The theoretical propositions of the gravity model which are tested in this paper are that

bilateral trade flows between Kenya and Tanzania tend to be directly proportional to the

product of their respective GDPs and inversely proportional to their distance (D). That is to

say, the higher the GDP ratio the higher is the trade volume and vice versa.

Similarly the geographical distance between the two countries is inversely proportional to the

trade flows between the two countries. The gist of this proposition is that the further away

integrating countries are from each other the less attractive it becomes for them to gain the

advantages of integration. Other variables which are likely to influence trade flows between

Kenya and Tanzania including exchange rate, terms of trade, per capita income and degree of

openness will also be tested. It is hoped that the outcomes of this paper will influence

positively ongoing efforts to create a stable regional integration scheme in East Africa.

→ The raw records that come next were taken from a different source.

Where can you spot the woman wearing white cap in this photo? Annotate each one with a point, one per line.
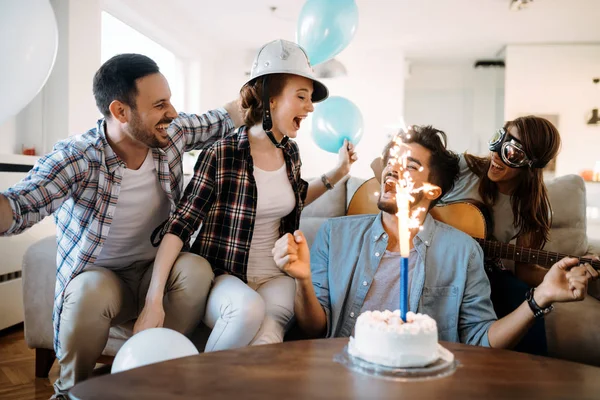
(247, 192)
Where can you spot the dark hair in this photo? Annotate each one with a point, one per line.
(116, 80)
(443, 163)
(252, 97)
(530, 203)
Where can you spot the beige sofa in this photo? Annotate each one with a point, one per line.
(571, 328)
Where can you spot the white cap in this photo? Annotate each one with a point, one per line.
(283, 57)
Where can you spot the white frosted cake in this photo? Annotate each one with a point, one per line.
(381, 337)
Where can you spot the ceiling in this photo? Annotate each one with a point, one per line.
(422, 29)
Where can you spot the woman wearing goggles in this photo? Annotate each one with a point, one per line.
(510, 182)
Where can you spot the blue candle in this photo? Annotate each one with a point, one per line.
(403, 287)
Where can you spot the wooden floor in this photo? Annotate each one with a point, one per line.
(17, 362)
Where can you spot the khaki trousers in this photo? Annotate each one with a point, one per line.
(99, 298)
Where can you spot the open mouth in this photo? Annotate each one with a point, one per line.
(390, 182)
(298, 120)
(162, 128)
(496, 166)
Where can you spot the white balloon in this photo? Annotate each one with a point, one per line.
(151, 346)
(28, 50)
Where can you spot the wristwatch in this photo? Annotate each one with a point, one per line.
(538, 311)
(326, 182)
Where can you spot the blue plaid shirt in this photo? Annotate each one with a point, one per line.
(80, 180)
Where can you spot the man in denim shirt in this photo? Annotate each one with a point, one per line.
(354, 264)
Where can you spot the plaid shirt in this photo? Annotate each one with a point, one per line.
(222, 196)
(80, 180)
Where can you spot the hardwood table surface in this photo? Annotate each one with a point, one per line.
(305, 370)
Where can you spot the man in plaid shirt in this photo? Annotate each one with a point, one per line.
(108, 190)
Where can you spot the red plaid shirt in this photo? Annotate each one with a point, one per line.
(222, 197)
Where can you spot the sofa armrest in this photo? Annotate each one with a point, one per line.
(572, 331)
(39, 279)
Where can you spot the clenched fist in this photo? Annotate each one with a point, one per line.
(292, 256)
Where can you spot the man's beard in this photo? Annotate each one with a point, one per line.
(140, 133)
(392, 207)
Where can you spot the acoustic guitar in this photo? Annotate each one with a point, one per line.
(469, 218)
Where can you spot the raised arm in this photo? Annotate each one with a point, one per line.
(53, 180)
(566, 281)
(311, 304)
(316, 188)
(201, 131)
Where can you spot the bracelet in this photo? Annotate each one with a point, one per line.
(326, 182)
(538, 312)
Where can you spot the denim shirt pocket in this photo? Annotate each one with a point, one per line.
(441, 304)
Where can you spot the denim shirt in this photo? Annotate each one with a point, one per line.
(449, 283)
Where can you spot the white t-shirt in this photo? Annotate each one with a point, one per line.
(276, 199)
(142, 206)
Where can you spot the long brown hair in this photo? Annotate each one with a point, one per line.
(252, 97)
(530, 203)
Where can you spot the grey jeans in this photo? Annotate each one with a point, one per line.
(242, 314)
(99, 298)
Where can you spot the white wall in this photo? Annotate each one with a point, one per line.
(8, 135)
(557, 79)
(375, 83)
(65, 106)
(464, 102)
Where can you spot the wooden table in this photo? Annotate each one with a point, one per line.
(305, 370)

This paper tests how significantly the gravity model is in explaining Tanzania’s or Kenya’s

bilateral trade flows in the EAC and tries to extract implication for Tanzania’s and Kenya’s

trade policies. The equation’s application first fixes Tanzania as i, but leaving the rest of EAC

as j=1, 2...N in a Nx1 setting, and then it does so for Kenya. In this kind of equation, all

variables are in naturallogarithm of real value terms expect dummy variables. Any variable

with relatively small numbers are usually exempted from taking the logarithm (inflation,

terms of trade and openness for this study).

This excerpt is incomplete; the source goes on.